Do your research. Contact your local lesbian, gay, bi-sexual, and transgender (LGBT) support chapter to learn of other’s experiences with same-sex adoption. Get in contact with other couples who have adopted. Search the internet for the adoption statues in your state. As of April 2011, these states actively prohibit same-sex adoption: Utah, Arkansas, Mississippi, and Florida (however, a Florida couple is currently appealing a decision prohibiting them from adopting a foster child that is currently in their care).
Hire a Lawyer
Hire a lawyer who is well versed in your state’s same-sex adoption laws. The lawyer can help you navigate the legal system, and offer advice based on the situations they have handled in the past.
Choosing Where to Adopt From
If your state allows same-sex adoption, going through the state agency may be the most cost-effective choice. Private and international adoption agencies may be more expensive. Your decision on which agency you chose to adopt through will depend on the type of child you want, and the red tape you are willing to cut through.
What to Expect
The adoption process requires mounds of paperwork. Once an adoption agency is chosen, a home study is often the first step.
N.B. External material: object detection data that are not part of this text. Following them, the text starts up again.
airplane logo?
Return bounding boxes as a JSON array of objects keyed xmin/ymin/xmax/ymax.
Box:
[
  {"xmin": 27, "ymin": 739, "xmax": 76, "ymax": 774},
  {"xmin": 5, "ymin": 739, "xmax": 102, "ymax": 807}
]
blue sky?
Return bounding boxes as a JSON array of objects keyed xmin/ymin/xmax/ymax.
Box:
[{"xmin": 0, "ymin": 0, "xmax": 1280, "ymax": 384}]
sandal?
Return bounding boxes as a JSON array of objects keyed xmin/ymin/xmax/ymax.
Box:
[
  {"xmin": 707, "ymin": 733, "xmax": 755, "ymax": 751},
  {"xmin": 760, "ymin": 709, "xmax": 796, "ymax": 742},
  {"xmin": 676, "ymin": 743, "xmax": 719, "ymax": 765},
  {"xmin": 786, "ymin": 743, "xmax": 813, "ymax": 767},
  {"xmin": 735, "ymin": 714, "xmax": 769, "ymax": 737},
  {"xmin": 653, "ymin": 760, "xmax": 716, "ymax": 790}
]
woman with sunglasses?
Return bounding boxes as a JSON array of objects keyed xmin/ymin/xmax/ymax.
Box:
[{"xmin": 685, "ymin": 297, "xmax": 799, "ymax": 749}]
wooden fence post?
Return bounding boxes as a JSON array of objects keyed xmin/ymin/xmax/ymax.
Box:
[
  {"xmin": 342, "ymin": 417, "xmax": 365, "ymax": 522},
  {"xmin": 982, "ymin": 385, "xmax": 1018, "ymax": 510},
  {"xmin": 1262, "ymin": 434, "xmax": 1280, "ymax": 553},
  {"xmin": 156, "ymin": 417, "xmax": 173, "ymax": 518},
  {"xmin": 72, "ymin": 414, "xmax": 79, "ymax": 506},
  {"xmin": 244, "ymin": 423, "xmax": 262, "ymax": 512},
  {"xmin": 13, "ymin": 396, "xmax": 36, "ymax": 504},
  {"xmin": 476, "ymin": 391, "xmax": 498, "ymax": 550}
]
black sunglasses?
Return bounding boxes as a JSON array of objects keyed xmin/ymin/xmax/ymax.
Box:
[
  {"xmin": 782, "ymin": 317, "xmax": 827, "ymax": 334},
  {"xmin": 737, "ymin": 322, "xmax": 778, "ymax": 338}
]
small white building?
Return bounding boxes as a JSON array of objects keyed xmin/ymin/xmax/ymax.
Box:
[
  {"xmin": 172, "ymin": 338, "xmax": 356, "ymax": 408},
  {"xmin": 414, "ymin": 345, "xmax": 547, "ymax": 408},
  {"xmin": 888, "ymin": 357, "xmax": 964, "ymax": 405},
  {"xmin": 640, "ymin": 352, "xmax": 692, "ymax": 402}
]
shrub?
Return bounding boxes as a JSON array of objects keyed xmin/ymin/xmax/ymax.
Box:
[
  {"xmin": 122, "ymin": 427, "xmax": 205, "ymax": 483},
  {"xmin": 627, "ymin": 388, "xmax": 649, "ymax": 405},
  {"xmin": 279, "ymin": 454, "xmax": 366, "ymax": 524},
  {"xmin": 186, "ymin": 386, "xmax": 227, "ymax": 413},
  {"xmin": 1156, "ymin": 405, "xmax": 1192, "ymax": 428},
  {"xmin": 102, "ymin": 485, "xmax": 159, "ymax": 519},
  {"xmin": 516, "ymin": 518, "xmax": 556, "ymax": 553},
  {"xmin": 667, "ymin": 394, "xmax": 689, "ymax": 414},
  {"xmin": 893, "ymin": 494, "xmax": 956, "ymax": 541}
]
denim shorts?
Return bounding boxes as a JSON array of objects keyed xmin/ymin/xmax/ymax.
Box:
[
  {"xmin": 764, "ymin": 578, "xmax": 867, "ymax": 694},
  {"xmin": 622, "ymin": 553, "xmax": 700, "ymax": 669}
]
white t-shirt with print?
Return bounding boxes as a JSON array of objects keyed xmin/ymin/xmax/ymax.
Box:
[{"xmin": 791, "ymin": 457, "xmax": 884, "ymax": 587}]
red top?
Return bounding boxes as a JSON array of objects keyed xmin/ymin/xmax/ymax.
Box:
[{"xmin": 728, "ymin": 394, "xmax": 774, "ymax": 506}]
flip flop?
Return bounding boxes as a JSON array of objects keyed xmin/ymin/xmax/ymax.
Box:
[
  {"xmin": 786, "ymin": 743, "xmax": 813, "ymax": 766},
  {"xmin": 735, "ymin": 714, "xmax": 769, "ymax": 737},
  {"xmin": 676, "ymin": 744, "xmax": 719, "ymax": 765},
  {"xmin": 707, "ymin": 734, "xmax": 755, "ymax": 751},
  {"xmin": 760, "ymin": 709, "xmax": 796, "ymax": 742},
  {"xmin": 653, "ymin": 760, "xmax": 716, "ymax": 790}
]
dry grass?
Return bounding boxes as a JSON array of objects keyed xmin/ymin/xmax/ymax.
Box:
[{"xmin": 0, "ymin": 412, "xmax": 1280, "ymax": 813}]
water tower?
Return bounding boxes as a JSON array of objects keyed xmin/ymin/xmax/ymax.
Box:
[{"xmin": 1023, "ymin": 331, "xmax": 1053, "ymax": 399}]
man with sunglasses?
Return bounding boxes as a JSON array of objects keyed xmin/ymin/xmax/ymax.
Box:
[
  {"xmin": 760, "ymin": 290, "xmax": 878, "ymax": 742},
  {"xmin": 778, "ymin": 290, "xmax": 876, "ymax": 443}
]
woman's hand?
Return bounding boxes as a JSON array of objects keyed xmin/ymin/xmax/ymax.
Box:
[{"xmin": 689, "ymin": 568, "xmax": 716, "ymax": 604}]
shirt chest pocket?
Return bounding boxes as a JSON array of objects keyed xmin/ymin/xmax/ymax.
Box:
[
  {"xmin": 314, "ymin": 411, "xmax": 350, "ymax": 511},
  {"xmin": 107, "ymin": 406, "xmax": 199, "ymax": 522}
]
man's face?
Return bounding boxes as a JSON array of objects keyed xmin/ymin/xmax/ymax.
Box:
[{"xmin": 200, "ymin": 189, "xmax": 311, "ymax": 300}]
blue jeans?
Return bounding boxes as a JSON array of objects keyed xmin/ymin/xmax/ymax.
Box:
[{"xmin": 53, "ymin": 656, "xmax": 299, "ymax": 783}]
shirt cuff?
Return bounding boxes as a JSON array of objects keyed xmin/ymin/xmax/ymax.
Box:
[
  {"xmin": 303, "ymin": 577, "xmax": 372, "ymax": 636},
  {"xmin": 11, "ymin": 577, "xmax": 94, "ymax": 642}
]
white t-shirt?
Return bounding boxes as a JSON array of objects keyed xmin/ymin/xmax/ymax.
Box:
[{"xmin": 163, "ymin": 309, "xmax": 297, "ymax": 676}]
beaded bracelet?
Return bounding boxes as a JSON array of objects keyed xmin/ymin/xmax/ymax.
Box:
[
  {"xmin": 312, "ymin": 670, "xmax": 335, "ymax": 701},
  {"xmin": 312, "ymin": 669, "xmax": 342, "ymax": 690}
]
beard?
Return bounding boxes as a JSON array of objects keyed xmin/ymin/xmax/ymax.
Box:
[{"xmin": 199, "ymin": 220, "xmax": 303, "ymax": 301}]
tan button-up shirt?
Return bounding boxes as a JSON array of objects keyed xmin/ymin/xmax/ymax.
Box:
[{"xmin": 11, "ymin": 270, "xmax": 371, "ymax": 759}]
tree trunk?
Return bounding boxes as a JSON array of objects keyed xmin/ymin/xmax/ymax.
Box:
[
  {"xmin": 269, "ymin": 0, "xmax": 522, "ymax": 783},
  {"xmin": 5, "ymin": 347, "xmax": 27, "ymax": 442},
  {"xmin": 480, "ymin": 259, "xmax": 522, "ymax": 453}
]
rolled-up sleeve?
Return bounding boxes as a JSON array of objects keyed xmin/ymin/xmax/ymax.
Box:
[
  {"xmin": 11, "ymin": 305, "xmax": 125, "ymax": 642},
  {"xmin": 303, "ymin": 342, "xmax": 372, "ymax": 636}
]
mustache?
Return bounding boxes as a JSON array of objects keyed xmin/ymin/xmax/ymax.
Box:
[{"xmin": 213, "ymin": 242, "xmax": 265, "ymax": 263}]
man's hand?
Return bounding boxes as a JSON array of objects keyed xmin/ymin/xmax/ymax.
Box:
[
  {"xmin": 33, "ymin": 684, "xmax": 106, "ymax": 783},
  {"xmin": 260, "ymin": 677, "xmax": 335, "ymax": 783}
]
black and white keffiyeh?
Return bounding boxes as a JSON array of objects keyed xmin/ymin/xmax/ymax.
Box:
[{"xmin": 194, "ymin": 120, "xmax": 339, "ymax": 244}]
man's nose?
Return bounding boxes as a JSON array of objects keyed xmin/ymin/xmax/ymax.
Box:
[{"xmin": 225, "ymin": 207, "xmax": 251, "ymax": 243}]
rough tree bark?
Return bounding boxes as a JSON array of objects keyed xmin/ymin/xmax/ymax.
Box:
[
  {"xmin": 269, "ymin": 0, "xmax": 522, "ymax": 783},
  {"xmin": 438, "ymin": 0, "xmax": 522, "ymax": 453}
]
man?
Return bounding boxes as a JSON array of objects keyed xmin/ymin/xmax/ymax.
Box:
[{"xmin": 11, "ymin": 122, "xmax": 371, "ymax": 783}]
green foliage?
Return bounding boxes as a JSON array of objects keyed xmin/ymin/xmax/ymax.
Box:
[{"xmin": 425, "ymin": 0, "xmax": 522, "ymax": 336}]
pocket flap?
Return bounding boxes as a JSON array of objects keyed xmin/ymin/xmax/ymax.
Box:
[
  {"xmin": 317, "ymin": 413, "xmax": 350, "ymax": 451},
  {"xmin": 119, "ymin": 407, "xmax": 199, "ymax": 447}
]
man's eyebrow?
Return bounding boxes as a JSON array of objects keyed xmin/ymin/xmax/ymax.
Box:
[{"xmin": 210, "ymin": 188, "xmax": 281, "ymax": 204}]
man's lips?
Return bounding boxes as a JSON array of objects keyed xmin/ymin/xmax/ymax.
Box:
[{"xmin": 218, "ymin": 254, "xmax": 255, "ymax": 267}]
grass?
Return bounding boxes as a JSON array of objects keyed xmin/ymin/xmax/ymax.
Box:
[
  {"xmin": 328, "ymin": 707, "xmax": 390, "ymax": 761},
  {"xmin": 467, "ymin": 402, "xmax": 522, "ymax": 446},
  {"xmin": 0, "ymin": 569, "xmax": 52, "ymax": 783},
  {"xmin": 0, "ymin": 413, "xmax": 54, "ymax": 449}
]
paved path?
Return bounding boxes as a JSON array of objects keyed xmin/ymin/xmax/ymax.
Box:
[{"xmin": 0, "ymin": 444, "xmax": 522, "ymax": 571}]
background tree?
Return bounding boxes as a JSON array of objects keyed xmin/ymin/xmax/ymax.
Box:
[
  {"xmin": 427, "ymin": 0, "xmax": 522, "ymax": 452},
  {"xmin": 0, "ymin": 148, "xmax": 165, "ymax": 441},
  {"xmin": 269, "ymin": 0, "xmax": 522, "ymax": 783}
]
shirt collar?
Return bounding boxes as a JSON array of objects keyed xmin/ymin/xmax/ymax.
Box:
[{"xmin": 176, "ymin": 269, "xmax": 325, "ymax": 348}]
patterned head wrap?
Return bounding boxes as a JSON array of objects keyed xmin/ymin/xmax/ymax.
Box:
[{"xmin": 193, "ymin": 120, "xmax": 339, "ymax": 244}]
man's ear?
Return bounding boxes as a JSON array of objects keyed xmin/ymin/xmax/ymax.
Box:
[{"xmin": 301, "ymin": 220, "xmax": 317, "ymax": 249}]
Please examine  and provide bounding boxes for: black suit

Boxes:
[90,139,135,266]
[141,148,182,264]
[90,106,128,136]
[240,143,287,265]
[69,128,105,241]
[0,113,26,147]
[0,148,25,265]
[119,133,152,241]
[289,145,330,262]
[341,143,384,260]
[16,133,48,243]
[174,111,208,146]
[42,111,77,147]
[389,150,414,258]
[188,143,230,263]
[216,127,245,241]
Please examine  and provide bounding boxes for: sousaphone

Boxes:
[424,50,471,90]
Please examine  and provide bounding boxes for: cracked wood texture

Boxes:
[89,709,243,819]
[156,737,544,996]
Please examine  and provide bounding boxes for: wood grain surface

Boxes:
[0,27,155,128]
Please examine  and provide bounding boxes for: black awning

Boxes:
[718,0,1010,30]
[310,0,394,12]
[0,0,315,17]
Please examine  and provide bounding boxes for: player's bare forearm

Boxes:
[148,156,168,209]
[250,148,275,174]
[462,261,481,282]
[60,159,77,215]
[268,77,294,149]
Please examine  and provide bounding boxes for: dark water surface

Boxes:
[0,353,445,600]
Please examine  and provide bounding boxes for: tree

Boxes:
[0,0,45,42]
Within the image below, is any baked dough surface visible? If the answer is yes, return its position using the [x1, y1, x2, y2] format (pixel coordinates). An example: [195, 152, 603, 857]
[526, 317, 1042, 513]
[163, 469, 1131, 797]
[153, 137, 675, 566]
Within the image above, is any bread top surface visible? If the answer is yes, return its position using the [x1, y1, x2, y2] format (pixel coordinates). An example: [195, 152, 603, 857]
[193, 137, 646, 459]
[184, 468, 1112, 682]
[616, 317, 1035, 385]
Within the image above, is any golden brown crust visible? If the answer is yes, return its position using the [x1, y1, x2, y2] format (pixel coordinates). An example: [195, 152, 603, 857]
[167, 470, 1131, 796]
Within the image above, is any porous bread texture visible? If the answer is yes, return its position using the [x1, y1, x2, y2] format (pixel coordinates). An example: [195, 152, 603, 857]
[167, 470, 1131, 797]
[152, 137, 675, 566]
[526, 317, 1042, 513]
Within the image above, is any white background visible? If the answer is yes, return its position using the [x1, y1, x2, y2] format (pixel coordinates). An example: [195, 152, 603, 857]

Be open and honest during the home study – hiding your sexuality may come back to damage your adoption in the future.
Support is important for any couple going through an adoption. Online and community support groups are a wonderful place to learn about other’s experiences. You may encounter unsupportive people in your journey; a support system can help you deal with these situations.
If your state does not allow same-sex couples to adopt, there may be a way to adopt as a single individual. In this case, it is important to make your wishes known regarding the child, in the event the adoptive partner dies, or your relationship ends. Your lawyer can help you draft all the needed legal documents.